Navigate to `http://your-vm-ip:port` and complete SSH and SMTP configuration in Settings.

All other configuration is done through the Settings UI — no manual file editing required beyond `.env` for system-level values.

---

## TrueNAS Compatibility

Tested and confirmed working against **TrueNAS SCALE 25.10.2.1 (Electric Eel)**. Key compatibility notes:

- SCALE 25.10 removed `POST /api/v2.0/smart/test` — SSH is required for all SMART operations.
- Drive temperatures are not included in `GET /api/v2.0/disk` on SCALE — use `POST /api/v2.0/disk/temperatures` instead.
- TrueNAS SCALE is Linux/Debian-based. Device names are `sda`, `sdb`, etc. (not `ada0`/`da0` as on CORE/FreeBSD).
- `lm-sensors` is available on SCALE — `sensors -j` returns CPU (`coretemp`) and PCH (`pch_*`) temperatures.
- `badblocks` and `smartctl` are present at standard paths.

## mock-truenas

A companion Docker service (`mock-truenas`) that simulates the TrueNAS API for UI development and testing without real hardware. It mocks drive discovery, SMART test responses, and badblocks progress. Used exclusively for development — not deployed in production.
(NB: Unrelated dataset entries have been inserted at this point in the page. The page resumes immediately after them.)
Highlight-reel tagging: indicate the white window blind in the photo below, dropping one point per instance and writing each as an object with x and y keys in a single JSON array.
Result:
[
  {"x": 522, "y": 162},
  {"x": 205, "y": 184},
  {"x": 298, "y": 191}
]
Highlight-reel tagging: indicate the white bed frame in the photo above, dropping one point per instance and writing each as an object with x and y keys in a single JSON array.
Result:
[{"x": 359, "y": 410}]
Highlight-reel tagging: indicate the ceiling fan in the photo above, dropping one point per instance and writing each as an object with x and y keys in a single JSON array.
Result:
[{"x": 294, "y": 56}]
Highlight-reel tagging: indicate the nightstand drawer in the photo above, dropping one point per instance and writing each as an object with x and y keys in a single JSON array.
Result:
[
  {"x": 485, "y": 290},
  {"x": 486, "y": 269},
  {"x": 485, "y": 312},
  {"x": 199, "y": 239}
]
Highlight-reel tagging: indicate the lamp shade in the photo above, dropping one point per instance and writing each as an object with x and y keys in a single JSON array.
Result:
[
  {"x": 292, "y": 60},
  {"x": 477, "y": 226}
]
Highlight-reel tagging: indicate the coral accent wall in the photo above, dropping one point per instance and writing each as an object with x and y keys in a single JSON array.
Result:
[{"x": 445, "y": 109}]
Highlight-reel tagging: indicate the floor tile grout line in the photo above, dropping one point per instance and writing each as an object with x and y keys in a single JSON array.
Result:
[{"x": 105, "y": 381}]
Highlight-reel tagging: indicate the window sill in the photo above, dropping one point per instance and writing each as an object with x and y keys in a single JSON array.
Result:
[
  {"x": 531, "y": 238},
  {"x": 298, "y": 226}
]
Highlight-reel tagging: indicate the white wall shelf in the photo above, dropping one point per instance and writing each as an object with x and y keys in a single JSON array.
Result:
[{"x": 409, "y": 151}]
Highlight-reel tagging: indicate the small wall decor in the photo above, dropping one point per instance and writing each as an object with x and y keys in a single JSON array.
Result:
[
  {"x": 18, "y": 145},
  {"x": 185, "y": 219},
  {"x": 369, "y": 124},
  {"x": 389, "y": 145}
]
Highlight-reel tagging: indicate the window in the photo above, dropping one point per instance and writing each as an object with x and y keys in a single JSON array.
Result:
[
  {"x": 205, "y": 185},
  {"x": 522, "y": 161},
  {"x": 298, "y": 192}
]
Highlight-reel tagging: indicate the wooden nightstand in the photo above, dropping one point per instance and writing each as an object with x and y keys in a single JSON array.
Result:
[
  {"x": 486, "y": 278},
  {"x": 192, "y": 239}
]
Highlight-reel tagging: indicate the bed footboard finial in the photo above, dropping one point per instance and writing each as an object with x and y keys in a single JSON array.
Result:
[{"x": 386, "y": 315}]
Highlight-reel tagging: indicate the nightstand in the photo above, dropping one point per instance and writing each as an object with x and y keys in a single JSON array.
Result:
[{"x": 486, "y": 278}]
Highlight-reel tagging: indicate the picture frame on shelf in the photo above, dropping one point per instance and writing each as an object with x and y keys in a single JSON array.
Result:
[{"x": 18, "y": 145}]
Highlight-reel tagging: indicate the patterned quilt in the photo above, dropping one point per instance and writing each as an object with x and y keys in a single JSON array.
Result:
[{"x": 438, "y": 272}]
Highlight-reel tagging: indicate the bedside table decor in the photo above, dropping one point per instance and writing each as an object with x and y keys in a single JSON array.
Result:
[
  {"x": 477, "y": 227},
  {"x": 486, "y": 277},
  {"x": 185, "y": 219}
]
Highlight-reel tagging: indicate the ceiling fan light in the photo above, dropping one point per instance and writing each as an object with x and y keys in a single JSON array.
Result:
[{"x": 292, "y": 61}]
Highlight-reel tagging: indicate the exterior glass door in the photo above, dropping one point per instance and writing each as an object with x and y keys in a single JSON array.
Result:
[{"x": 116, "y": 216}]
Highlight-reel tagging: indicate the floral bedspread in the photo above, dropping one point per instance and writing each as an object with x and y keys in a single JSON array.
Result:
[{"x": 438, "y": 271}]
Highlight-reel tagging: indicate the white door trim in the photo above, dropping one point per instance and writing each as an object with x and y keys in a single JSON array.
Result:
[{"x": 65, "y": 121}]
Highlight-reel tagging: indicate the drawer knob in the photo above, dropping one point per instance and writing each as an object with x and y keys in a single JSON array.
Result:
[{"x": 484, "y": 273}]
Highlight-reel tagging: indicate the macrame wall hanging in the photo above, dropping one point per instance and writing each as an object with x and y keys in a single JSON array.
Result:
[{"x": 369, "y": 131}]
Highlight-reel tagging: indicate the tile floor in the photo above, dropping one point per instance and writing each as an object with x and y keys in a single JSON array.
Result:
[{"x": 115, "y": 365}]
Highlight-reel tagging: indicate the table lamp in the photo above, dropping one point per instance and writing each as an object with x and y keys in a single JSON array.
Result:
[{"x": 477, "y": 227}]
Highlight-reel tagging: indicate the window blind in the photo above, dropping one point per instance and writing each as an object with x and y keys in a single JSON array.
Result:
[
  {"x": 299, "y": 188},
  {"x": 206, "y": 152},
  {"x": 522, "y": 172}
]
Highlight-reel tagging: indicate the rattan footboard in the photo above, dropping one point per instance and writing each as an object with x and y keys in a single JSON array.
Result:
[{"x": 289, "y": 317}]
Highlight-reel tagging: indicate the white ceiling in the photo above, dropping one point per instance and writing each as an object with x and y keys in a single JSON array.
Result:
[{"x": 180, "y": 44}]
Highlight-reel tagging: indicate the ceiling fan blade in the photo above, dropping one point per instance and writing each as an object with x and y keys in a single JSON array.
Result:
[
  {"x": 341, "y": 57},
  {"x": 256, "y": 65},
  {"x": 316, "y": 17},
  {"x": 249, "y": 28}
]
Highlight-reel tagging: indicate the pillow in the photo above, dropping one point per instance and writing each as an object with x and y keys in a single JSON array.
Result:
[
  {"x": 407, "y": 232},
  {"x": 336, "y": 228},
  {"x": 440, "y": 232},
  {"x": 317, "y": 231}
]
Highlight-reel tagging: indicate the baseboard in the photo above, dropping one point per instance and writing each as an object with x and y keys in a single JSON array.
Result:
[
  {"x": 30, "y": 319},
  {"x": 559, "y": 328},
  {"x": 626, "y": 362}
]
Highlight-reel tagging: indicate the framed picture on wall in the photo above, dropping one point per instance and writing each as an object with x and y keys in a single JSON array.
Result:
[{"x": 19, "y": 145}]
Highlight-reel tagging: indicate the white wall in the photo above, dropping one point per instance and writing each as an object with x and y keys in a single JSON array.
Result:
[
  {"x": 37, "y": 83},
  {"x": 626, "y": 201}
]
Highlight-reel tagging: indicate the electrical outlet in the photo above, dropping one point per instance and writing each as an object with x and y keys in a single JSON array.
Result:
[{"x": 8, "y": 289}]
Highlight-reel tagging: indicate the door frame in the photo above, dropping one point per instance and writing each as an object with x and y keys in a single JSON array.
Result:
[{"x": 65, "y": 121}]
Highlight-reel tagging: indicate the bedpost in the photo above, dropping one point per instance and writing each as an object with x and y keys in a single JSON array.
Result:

Disabled (commented out) in the production `docker-compose.yml`.

---

## Version

- App version: **1.0.0-8** (displayed in header next to the title, and in Settings).
- Update check in Settings queries Forgejo releases API (`git.hellocomputer.xyz`).
- API version tracked separately, currently **0.1.0**.

---

## Out of Scope (v1.0)

- Scheduled or automated burn-in triggering.
- Non-destructive badblocks mode (read-only surface scan).
- Multi-TrueNAS support (single host only).
- User authentication / login wall (single-user, self-hosted, IP allowlist is sufficient).
- Mobile-optimized UI (desktop dashboard only).